Yabré Juliette Kongo, princesse du Moogho et initiatrice de cette conférence

« Quand on parle de diplomatie, ce sont des questions de peuples. Ce n’est pas une question politique, mais des questions de peuples. L’Afrique a toujours vécu en symbiose, ce sont les Occidentaux qui sont venus nous mélanger. Il faut que nous repartions à notre source pour avoir la possibilité d’être nous-mêmes, d’avoir la capacité d’éduquer nos enfants et de les orienter selon ce que nous voulons. Ce qui est venu de l’extérieur, ce n’est pas mauvais, mais y a beaucoup de choses qui ne correspondent pas à nous, à nos valeurs. Nous avons envie de donner la possibilité à nos enfants de vivre et de penser Afrique. Que nous arrêtions de parler de nos morceaux de terre qui ne sont que des fractions faites par les Occidentaux. Nous devons donc travailler en symbiose pour atteindre le développement durable. Et ce développement durable ne viendra que de nous-mêmes. C’est pour ça que nous parlons d’endogénéité et c’est pour ça que nous sommes fiers aujourd’hui que le président Ibrahim Traoré ait choisi la date du 15 mai pour donner la possibilité aux valeurs endogènes de faire leur promotion », a insisté Yabré Juliette Kongo.

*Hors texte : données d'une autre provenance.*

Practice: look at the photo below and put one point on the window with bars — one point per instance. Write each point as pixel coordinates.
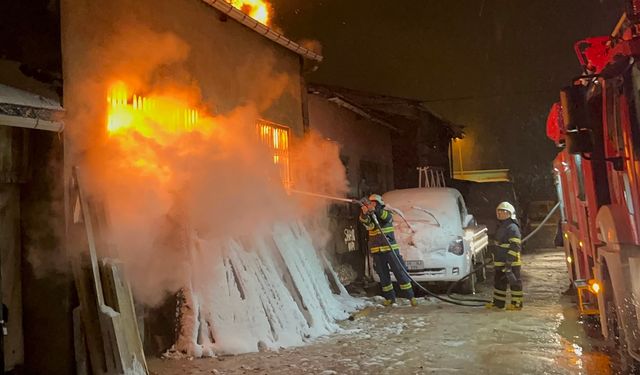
(276, 137)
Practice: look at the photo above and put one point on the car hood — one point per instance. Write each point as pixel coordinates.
(424, 237)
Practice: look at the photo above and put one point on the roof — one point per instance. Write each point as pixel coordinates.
(11, 95)
(23, 109)
(262, 29)
(383, 109)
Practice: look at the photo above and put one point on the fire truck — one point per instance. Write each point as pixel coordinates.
(597, 172)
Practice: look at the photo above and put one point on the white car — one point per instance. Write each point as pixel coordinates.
(439, 240)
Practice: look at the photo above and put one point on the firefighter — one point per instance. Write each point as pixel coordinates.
(506, 259)
(385, 258)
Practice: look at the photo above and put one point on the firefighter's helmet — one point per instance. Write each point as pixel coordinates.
(506, 206)
(377, 198)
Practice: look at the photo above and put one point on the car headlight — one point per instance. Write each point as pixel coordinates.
(457, 246)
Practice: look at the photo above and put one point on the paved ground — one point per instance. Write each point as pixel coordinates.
(438, 338)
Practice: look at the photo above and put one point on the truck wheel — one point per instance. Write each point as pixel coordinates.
(481, 274)
(468, 286)
(616, 335)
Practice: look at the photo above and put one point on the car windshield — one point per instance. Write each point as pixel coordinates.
(427, 212)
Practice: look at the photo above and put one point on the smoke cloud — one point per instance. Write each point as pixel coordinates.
(160, 184)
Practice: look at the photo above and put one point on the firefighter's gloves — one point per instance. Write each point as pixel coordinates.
(364, 205)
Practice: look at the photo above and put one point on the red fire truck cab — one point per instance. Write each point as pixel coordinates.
(597, 125)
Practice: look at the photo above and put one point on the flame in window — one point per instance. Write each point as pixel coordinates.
(139, 124)
(276, 137)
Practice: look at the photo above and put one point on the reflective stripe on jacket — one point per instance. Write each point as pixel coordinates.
(377, 242)
(508, 244)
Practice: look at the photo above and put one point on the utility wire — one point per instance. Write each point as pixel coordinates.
(474, 97)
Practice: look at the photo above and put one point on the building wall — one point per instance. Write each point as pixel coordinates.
(365, 149)
(364, 145)
(230, 64)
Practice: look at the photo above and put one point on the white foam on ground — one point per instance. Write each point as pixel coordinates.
(261, 293)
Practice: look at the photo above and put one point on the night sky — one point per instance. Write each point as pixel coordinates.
(494, 66)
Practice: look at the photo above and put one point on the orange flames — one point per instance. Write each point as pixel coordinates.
(140, 124)
(276, 137)
(257, 9)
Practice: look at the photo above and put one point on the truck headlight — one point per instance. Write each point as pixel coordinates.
(457, 246)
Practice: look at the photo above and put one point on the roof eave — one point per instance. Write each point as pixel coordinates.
(262, 29)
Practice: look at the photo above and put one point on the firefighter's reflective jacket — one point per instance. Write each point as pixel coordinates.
(507, 244)
(377, 242)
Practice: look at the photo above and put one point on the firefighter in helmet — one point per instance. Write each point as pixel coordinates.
(384, 249)
(506, 259)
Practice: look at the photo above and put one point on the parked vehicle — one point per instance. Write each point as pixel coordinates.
(597, 124)
(439, 240)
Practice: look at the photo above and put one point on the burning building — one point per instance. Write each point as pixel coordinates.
(383, 140)
(182, 128)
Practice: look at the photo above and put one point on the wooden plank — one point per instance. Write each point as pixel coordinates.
(122, 350)
(79, 344)
(84, 287)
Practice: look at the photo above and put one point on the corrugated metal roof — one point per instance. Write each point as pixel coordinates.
(12, 95)
(261, 29)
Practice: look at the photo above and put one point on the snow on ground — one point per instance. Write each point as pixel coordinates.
(261, 294)
(437, 338)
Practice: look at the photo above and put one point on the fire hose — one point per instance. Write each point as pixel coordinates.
(450, 298)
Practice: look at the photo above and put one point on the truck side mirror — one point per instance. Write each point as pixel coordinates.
(575, 114)
(469, 221)
(579, 141)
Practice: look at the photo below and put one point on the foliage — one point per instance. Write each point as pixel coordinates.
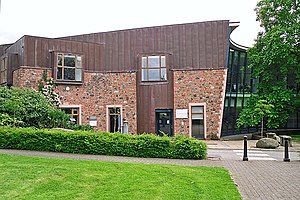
(47, 87)
(24, 177)
(6, 120)
(296, 137)
(275, 60)
(103, 143)
(27, 107)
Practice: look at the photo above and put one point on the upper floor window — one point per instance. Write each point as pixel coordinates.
(154, 68)
(69, 67)
(3, 70)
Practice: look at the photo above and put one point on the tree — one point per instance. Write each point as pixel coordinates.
(256, 114)
(26, 107)
(275, 60)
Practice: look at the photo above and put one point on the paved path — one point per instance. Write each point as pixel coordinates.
(255, 180)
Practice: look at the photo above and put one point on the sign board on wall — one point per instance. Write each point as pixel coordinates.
(181, 113)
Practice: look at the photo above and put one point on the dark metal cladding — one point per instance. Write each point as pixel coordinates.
(199, 45)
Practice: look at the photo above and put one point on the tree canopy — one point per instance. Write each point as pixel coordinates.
(275, 60)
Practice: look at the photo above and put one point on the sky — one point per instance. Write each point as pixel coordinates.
(59, 18)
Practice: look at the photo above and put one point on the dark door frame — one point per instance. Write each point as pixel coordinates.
(171, 120)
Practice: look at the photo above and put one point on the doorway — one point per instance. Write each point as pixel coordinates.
(197, 119)
(164, 122)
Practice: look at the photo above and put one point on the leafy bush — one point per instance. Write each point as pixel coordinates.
(103, 143)
(30, 108)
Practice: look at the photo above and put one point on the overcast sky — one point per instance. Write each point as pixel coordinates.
(58, 18)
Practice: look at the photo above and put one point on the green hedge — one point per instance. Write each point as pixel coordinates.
(103, 143)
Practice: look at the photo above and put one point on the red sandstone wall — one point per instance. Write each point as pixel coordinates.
(102, 89)
(97, 91)
(204, 86)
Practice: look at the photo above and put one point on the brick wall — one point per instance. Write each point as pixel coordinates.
(97, 91)
(203, 87)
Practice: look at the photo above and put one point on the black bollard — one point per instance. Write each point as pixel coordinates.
(245, 157)
(286, 150)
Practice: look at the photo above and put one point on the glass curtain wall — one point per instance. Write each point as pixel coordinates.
(239, 87)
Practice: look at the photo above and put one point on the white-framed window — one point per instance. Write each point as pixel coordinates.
(3, 70)
(69, 67)
(197, 120)
(154, 68)
(74, 111)
(114, 121)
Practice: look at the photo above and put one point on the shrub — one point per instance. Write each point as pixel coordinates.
(103, 143)
(30, 108)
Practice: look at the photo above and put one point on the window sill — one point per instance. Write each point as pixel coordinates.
(154, 82)
(68, 82)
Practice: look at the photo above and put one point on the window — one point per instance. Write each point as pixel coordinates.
(74, 113)
(154, 68)
(69, 67)
(3, 70)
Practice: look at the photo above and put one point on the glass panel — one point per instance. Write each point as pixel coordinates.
(154, 74)
(69, 74)
(144, 75)
(197, 109)
(113, 111)
(163, 61)
(78, 74)
(59, 73)
(144, 62)
(163, 75)
(75, 111)
(197, 116)
(59, 60)
(69, 60)
(67, 110)
(198, 129)
(79, 62)
(153, 61)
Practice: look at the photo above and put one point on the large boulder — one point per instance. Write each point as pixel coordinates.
(267, 143)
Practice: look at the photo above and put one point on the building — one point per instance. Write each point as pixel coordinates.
(165, 79)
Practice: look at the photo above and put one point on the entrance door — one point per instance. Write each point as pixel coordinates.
(198, 122)
(164, 122)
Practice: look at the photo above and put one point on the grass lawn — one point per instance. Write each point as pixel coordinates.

De son côté, Aoua Carole Bambara/Congo, directrice de l’INSS, dit avoir suivi avec beaucoup d’intérêt cette conférence publique sur la diplomatie coutumière et le retour aux sources. Elle s’engage à renforcer les travaux sur le patrimoine culturel pilotés par son institut, avec la contribution du conférencier du jour.

Aoua Carole Bambara/Congo, directrice de l’INSS

« J’ai suivi cette conférence avec beaucoup d’intérêt, parce que là, c’est véritablement un retour à nos sources. Pr Amoa nous a vraiment entretenus sur ce qui est essentiel pour nous en tant qu’Africains, avec tout ce qui entoure la diplomatie coutumière. Comme l’a dit l’honorable Juliette Kongo, cette diplomatie existait, mais il y a eu des entraves avec la colonisation et nous avons beaucoup perdu de nos traditions, de nos valeurs ancestrales. Et ce retour aux sources, il fallait en parler ; nous en avons parlé, nous avons échangé. Et l’INSS repart satisfait parce qu’il y a des perspectives. Nous avions déjà engagé des travaux sur le patrimoine culturel et nous allons les renforcer avec notre frère, Pr Amoa, qui est venu nous redonner encore des forces d’avancer, et nous allons avancer main dans la main avec les frères africains. C’est essentiel et j’estime que la recherche et l’enseignement supérieur ont des devoirs à ce niveau et nous allons y travailler », a confié Aoua Carole Bambara/Congo.